Dediler hinoğlu hince; ‘yoktur biliniz başka şah
‘Çelebi Mustafa’dır, bizce meşru padişah’
Güya Mustafa geçince, tahtta oynayacak semah
Güldüler ve eğlendiler, bin bir hileli hevesler…

Destek sağladı Bizans’tan, yürür düş dolu yoluna
Bir filo aldı Bizans’tan, tez bir yandaşı buluna
Kek arkadaşı Limni’den, Cüneyt bey girdi koluna
Güldüler ve eğlendiler, son bir zırdeli hevesler…

Gelibolu’ya geçerek, Rumeli’ye ayakbastı
Akıncı ve beylerinden, yandaş bulmaktı kastı
Önce güçlü olmak gerek, savaşa hazırlık hastı
O zaman yakındı zafer, can bir kır yeli hevesler…

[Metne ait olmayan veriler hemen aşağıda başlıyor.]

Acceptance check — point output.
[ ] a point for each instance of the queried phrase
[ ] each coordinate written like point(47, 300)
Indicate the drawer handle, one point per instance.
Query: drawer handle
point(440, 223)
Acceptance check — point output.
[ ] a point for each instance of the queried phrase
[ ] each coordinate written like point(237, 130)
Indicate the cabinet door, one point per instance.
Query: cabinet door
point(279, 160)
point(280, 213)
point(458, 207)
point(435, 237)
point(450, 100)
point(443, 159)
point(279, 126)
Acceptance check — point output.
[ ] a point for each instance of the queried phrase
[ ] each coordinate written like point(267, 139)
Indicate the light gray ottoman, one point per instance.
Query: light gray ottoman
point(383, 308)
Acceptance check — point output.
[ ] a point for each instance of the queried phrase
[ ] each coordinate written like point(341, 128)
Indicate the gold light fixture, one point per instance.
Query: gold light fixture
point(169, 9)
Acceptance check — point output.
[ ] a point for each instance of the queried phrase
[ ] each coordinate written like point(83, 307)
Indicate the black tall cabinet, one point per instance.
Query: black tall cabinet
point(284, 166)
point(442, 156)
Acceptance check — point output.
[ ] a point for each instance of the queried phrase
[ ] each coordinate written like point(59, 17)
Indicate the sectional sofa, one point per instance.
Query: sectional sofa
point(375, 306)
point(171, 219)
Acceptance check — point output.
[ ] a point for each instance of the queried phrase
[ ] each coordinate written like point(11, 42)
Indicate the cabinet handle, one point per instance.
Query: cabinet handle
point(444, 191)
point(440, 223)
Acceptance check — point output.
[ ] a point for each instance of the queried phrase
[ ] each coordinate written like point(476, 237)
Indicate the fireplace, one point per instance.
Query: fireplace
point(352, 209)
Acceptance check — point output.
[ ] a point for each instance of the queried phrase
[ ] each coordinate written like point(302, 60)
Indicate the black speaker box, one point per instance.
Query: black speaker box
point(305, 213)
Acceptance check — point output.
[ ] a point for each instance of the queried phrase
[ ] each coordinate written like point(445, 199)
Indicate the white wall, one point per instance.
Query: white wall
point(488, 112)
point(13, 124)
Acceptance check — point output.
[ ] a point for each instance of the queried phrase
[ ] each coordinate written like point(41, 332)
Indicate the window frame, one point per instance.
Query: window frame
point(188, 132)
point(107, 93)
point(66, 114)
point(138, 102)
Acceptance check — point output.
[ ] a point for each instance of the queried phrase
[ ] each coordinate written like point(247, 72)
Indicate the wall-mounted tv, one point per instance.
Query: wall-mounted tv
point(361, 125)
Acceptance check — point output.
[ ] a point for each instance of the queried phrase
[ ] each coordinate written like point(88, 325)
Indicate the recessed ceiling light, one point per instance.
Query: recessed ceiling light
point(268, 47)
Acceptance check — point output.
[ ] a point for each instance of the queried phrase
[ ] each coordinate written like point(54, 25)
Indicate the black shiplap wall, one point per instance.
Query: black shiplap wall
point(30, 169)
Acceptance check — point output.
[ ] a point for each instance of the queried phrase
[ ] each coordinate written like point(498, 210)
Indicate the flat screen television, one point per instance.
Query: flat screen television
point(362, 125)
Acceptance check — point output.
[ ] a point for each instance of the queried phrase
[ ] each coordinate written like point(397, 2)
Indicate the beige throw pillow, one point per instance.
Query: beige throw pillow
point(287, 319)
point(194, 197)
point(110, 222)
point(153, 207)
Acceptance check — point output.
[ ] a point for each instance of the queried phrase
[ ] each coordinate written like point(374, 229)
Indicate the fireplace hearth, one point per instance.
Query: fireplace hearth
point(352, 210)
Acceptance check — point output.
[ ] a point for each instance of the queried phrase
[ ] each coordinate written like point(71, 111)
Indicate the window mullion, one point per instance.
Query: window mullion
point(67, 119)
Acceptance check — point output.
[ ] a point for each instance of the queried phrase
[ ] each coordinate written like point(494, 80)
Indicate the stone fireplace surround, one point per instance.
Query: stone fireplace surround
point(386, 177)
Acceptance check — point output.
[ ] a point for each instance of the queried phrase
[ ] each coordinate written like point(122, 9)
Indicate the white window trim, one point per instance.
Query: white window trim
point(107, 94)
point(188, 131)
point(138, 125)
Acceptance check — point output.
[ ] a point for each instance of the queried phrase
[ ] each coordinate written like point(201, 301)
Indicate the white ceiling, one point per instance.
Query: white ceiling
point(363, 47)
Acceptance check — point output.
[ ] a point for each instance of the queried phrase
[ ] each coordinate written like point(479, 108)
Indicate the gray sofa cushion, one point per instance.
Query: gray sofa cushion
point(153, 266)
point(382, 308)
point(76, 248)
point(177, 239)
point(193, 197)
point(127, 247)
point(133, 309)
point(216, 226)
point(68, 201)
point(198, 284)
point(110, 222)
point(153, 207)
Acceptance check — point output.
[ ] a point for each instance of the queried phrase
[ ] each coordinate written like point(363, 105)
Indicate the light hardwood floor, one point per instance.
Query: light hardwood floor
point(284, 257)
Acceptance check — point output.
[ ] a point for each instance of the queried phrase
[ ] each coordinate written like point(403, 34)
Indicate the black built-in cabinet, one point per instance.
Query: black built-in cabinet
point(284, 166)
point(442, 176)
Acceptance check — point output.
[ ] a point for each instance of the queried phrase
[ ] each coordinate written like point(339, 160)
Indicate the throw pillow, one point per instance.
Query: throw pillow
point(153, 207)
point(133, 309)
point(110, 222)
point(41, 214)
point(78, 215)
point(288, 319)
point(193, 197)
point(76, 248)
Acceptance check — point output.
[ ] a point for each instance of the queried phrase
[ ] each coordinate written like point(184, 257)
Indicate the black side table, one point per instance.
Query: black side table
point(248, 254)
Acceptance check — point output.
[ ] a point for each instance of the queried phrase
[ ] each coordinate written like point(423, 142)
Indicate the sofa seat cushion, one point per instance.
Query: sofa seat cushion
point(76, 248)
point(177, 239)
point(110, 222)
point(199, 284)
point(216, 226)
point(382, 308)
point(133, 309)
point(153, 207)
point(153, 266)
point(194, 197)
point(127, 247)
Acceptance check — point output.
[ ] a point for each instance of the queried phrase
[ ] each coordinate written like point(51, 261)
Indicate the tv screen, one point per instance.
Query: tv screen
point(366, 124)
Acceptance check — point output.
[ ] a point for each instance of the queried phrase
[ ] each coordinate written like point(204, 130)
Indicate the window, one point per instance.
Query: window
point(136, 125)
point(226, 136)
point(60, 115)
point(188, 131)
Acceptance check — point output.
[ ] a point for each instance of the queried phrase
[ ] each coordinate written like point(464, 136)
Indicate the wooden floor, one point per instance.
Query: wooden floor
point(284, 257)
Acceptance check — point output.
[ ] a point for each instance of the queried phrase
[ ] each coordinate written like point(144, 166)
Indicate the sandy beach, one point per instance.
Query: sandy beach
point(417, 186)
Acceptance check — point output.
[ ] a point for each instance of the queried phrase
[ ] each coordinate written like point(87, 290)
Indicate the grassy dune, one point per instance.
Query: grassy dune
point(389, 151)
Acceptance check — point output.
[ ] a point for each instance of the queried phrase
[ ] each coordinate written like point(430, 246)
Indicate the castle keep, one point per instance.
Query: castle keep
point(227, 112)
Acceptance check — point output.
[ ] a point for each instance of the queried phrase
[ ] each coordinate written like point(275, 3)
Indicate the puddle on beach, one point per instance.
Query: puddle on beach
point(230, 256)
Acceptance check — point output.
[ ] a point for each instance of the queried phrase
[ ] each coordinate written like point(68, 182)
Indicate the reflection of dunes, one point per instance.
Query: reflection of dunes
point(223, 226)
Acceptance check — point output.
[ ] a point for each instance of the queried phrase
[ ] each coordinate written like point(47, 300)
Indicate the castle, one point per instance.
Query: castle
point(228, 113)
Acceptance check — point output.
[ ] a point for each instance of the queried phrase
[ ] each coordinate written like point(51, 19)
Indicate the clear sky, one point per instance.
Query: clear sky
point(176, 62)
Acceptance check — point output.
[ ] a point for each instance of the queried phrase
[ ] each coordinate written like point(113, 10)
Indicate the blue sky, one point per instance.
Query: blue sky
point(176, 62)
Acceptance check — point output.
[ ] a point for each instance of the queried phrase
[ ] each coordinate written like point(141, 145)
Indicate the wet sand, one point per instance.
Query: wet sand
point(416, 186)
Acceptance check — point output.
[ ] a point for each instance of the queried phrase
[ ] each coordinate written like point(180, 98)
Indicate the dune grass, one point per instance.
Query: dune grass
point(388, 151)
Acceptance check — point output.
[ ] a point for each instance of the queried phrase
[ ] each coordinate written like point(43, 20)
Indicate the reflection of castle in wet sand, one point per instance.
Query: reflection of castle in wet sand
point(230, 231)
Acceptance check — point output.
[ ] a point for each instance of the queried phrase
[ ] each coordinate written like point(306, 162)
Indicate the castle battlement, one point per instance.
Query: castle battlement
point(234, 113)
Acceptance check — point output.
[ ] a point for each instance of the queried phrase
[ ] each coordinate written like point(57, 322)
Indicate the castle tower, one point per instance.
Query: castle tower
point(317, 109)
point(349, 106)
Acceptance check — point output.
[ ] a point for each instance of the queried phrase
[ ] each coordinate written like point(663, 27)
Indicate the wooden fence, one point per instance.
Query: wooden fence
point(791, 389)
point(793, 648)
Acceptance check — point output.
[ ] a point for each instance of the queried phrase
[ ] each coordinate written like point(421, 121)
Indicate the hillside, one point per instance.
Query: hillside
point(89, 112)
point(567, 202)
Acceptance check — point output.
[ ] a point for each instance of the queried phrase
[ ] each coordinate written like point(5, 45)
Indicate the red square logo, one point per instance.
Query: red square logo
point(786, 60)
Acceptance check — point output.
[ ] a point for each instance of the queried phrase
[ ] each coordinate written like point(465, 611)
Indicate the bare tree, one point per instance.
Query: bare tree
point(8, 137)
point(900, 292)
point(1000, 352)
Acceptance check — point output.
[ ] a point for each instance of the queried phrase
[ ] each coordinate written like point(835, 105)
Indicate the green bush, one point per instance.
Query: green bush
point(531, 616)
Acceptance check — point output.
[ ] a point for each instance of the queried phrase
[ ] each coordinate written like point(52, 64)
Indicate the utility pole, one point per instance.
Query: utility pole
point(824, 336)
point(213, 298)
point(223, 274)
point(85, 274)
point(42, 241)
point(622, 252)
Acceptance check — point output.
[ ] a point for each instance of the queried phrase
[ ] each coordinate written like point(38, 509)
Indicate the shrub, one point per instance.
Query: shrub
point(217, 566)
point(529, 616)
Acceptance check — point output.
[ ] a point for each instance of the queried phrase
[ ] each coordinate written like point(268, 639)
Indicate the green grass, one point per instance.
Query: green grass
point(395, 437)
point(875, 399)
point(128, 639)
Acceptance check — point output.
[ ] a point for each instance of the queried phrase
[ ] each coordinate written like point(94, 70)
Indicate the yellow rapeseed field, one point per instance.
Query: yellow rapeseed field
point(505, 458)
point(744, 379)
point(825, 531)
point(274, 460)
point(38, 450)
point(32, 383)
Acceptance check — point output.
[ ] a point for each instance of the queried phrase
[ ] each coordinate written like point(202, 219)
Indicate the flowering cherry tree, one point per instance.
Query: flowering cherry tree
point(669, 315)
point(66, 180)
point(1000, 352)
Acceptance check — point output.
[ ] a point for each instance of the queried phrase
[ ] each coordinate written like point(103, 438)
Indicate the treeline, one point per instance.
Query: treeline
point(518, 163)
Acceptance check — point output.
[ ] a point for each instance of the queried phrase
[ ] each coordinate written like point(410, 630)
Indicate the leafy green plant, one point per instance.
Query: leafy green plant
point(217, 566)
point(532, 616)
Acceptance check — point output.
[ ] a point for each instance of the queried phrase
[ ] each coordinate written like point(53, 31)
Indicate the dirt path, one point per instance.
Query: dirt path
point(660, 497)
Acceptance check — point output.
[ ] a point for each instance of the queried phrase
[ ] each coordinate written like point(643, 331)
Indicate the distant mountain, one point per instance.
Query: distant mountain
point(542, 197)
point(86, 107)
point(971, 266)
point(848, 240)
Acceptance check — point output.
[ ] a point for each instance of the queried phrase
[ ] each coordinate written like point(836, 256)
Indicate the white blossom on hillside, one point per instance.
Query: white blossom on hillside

Yıl bin dört yüz yirmi birdi, sam yeli üfledi,
Sultan İkinci Murat’ın kulağına,
Bu hazırlığın haberi tez elden girdi.
Hemen bir orduyla birlikte,
Beyazıt Paşaya onu karşılama emrini verdi

Yola çıktılar en tezi, dağı taşı aştılar
Dikkatli ve gözü paktılar,
Yürüdü de ve aktılar…
Saroz Körfezi kıyısına ulaştılar
Keşan’ın köyü Sazlıdere de karşılaştılar…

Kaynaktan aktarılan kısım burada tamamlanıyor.